The Ville Etape of Issoire was the only of the three to already have some Tour art work on display.  Out in front of the tourist office was mounted a mini-peloton of eight riders made out of sheet metal on bikes.  They wore the four prized jerseys--yellow, red polka-dot, green, white--and four plain generic jerseys. There was also a similarly constructed rider on a penny farthing off to the side. That was the second photo I took in these travels. The first was of a large basket with huge crayons sticking out of it on the roundabout into the city. Roundabout art is one of the delights of traveling in France, frequently featuring something distinctive to the town. I asked the lady at the tourist office if there was a crayon factory in Issoire. There wasn't.  The sculpture was chosen simply for its beauty.
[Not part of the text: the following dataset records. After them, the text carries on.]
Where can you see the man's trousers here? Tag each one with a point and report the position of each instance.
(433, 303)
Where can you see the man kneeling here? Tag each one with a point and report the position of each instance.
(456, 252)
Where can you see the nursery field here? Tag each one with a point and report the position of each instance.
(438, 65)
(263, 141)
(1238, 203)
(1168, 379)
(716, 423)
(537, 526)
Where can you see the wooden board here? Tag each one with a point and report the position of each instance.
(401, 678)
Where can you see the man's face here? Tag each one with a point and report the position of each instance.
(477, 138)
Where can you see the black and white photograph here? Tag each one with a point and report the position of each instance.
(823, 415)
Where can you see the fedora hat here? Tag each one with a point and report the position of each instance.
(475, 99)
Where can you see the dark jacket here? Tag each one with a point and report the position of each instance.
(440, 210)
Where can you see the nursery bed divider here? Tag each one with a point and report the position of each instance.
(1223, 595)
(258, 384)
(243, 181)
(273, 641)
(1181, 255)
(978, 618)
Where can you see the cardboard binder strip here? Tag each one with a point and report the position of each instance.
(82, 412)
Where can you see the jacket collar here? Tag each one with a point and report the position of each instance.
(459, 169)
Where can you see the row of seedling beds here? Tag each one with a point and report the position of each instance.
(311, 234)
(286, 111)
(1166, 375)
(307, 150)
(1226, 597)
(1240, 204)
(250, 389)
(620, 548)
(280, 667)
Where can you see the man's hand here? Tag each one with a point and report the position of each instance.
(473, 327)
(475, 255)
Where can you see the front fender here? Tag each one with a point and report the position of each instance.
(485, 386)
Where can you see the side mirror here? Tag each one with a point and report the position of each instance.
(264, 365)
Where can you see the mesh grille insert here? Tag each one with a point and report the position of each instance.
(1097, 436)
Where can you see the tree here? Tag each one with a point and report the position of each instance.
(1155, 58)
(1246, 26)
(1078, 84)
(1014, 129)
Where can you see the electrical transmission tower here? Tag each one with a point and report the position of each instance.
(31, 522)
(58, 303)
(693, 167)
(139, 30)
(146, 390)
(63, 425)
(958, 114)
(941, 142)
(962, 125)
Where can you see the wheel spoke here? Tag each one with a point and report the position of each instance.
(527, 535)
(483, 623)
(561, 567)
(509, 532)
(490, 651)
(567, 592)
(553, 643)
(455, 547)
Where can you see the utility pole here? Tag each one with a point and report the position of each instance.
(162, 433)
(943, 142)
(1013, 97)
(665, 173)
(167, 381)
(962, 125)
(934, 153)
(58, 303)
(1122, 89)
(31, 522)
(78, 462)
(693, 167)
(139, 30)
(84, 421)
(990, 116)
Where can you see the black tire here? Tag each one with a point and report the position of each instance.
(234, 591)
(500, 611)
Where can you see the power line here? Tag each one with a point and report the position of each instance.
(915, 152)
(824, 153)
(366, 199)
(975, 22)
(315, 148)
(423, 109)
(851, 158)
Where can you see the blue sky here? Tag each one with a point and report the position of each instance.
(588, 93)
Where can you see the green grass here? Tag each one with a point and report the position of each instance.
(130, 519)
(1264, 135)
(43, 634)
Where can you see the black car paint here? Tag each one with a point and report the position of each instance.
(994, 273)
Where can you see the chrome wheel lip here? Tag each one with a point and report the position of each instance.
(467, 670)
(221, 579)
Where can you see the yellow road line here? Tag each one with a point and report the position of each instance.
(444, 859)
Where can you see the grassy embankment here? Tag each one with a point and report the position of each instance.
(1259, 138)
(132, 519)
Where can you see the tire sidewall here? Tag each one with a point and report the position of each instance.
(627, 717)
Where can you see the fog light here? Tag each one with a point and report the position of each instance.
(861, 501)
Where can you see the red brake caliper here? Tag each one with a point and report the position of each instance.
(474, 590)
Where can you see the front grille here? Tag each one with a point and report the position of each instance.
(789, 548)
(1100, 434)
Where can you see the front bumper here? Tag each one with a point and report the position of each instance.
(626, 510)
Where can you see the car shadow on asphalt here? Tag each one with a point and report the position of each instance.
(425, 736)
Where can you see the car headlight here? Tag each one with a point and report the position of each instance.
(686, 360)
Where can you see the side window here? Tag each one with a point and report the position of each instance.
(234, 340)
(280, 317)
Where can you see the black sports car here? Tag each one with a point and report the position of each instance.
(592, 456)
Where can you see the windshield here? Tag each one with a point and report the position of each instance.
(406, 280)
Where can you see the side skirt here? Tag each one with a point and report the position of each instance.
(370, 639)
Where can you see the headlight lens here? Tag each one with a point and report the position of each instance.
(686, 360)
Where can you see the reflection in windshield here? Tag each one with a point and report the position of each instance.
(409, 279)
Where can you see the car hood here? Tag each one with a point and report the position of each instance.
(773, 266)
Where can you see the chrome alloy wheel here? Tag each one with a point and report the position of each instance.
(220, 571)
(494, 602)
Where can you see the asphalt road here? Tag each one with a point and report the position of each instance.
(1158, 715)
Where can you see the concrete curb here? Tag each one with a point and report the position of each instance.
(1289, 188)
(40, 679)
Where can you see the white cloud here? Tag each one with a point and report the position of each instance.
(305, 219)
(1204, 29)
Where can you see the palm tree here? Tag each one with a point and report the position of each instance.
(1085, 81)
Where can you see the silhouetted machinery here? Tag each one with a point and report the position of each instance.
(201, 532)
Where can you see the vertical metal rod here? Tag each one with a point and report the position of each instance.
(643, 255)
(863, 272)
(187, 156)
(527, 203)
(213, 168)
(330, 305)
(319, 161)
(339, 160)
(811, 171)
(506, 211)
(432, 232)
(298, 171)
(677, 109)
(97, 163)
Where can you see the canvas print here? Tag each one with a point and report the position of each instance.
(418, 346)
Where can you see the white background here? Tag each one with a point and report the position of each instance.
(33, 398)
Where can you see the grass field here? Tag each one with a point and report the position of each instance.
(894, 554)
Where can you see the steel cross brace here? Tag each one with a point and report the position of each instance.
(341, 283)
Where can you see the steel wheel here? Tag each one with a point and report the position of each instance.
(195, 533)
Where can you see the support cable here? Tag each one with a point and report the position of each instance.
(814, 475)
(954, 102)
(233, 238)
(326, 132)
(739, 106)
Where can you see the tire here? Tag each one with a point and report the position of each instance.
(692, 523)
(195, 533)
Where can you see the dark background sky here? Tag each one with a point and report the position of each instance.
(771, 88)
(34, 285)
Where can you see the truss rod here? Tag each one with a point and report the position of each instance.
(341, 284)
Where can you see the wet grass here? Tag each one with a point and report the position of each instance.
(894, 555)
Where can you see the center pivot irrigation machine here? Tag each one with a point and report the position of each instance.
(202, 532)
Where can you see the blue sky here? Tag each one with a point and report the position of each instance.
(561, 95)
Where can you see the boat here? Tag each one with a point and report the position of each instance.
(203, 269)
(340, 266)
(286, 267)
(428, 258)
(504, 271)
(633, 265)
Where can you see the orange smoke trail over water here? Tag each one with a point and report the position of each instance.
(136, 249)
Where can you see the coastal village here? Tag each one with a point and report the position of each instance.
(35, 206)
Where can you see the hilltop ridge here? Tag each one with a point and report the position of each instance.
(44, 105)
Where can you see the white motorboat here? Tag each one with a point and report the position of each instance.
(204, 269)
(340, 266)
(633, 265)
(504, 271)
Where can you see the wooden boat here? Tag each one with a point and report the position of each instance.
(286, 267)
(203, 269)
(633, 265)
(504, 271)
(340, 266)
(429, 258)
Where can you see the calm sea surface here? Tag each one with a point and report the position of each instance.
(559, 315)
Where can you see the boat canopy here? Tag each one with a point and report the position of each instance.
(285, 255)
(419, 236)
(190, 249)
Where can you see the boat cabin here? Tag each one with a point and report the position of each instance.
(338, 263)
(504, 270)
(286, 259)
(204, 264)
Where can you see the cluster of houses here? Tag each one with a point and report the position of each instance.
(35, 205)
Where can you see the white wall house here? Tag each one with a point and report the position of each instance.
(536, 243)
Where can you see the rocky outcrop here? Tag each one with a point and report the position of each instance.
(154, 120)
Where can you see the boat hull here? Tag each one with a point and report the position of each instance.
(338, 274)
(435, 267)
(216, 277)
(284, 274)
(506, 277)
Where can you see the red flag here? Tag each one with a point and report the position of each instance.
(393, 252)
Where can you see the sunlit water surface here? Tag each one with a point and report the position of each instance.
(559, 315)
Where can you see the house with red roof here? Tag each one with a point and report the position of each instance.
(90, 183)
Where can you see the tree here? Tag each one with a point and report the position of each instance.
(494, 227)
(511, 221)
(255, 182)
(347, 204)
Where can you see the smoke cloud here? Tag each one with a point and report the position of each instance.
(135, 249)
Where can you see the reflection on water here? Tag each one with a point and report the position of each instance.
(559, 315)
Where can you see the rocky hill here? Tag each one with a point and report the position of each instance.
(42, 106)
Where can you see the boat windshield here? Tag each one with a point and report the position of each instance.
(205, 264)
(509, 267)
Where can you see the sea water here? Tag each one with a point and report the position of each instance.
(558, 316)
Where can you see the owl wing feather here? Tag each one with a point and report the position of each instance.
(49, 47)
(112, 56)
I followed the route the peloton will take from Issoire to St. Flour on its ninth stage July 10 for its first thirty miles, some of it through a spectacular gorge, where I was able to find a spot to camp along the river. France has many scenic gorges. laced as it is with rivers. I would highly recommend a Tour route one year dedicated to the Gorges of France, sending the peloton through them all. I would also like to design a route passing through the fifty-five towns in France that are a St. George something or other. There are limitless possibilities of themed routes with all that France has to offer. A Joan of Arc Tour is another possibility, as is a Tour including the various Eiffel bridges and other Eiffel designs.  All its nuclear plants could provide another theme.  The possibilities are nearly endless with all that France has to offer.

I've just about completed visiting the various sites I had on my pre-Cannes itinerary. The only one left is a hill-top village that Greg LeMond calls his favorite in France about forty miles south of here--Venasque. Then it is not much more than one hundred miles to Cannes and two weeks of cinema.